Published: Thu, September 27, 2018
Markets | By Otis Pena

Trump 'not happy' with Fed's interest rate hike

Trump 'not happy' with Fed's interest rate hike

The Federal Reserve raised interest rates on Wednesday to between 2 and 2.5 percent, a move that is expected to push up the cost of borrowing for commercial and residential loans.

The Fed sees the economy growing at a faster-than-expected 3.1 percent this year and continuing to expand moderately for at least three more years, amid sustained low unemployment and stable inflation near its 2 percent target. Those show that the Fed's policymakers think it will raise rates five more times by the end of 2020, which bring rates up to a range of 3.25 to 4.25 percent.

"Household spending and business fixed investment have grown strongly", the Fed's rate-setting body said in a statement that used a variant of the word "strong" five times.

Wednesday's rate hike was the third this year and the seventh in the last eight quarters.

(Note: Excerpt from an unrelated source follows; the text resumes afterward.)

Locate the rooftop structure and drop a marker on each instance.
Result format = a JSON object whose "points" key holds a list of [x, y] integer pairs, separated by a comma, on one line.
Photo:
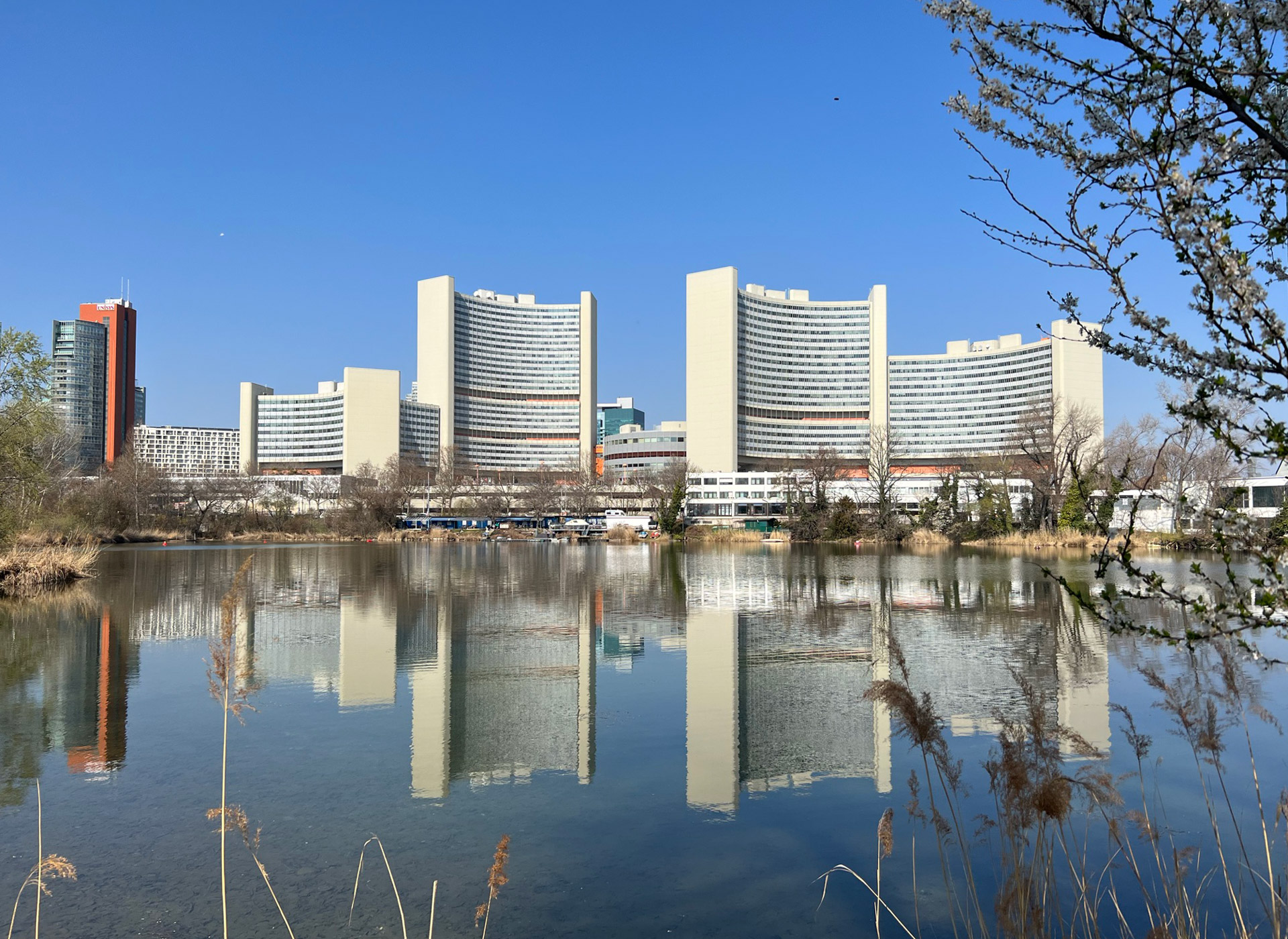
{"points": [[634, 451], [613, 415]]}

The rate hike came as no surprise to economists and other market experts.

Iran says Trump is why oil prices are now so high
Crude prices have also been affected by unexpected disruptions in several countries, including Libya, Nigeria and Venezuela. If Donald Trump wants cheaper crude like he declares, America should stop interfering in Middle East affairs, he said.

Trump has made it clear he thinks Powell is going to hurt economic growth by raising rates.

Federal Reserve Chairman Jerome Powell and the Federal Reserve headquarters in Washington, D.C. In recent years, the Fed's statement has explicitly said that "the stance of monetary policy remains accommodative", meaning aimed at boosting growth.

It's had that language in its rate decisions for the better part of a decade, but Wednesday's announcement removed that line completely - which suggests the Fed is no longer in a mood to keep rates low. Did that mean the Fed would shade toward being less aggressive or more?

"Watch their assessment of the underlying strength in the economy".